How to Integrate LangGraph for insurance with Kubernetes for production AI
Combining LangGraph for insurance with Kubernetes gives you a clean path from agent logic to production runtime. LangGraph handles the policy workflow, claim triage, and decision branching; Kubernetes gives you scaling, rollout control, and isolation for regulated workloads.
That combination is useful when you need insurance agents that can inspect claims, route cases, call underwriting rules, and stay available under load. You get stateful orchestration from LangGraph and containerized execution from Kubernetes without wiring everything by hand.
Prerequisites
- •Python 3.10+
- •A Kubernetes cluster:
- •local:
kind,minikube, ork3d - •production: EKS, GKE, or AKS
- •local:
- •
kubectlconfigured and able to reach your cluster - •Docker installed for building images
- •Access to an LLM provider used by your LangGraph workflow
- •Python packages:
- •
langgraph - •
langchain-openaior your model provider package - •
kubernetes - •
fastapi - •
uvicorn
- •
- •A namespace created in Kubernetes for the agent service
Install the Python dependencies:
pip install langgraph langchain-openai kubernetes fastapi uvicorn
Integration Steps
1) Build the LangGraph insurance workflow
Start with a graph that models a simple insurance claim review flow. The point is to keep business logic in the graph and keep deployment concerns outside it.
from typing import TypedDict, Literal
from langgraph.graph import StateGraph, END
class ClaimState(TypedDict):
claim_id: str
amount: float
notes: str
decision: str
def assess_claim(state: ClaimState) -> ClaimState:
if state["amount"] < 5000:
state["decision"] = "auto_approve"
else:
state["decision"] = "manual_review"
return state
def route_claim(state: ClaimState) -> Literal["approve", "review"]:
return "approve" if state["decision"] == "auto_approve" else "review"

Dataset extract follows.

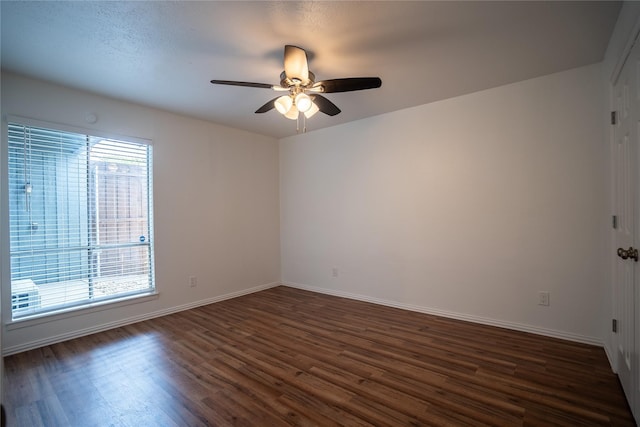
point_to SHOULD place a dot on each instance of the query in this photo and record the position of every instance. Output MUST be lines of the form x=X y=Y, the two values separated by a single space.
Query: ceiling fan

def approve_claim(state: ClaimState) -> ClaimState:
state["notes"] = "Claim approved automatically."
return state
def send_to_adjuster(state: ClaimState) -> ClaimState:
state["notes"] = "Claim routed to adjuster queue."
return state
graph = StateGraph(ClaimState)
graph.add_node("assess", assess_claim)
graph.add_node("approve", approve_claim)
graph.add_node("review", send_to_adjuster)
graph.set_entry_point("assess")
graph.add_conditional_edges("assess", route_claim, {
"approve": "approve",
"review": "review",
})
graph.add_edge("approve", END)
graph.add_edge("review", END)
app = graph.compile()
This gives you a deterministic insurance workflow that can be invoked from an API server running in Kubernetes.
2) Wrap the graph in a service layer
Kubernetes should run a stateless service. Keep graph execution behind an HTTP endpoint so pods can scale horizontally.
from fastapi import FastAPI
from pydantic import BaseModel
class ClaimRequest(BaseModel):
claim_id: str
amount: float
notes: str = ""
api = FastAPI()
@api.post("/claims/review")
def review_claim(req: ClaimRequest):
result = app.invoke({
"claim_id": req.claim_id,
"amount": req.amount,
"notes": req.notes,
"decision": ""
})
return result
Run this locally first:
uvicorn main:api --host 0.0.0.0 --port 8000
The key method here is app.invoke(...), which executes the compiled LangGraph workflow with your claim state.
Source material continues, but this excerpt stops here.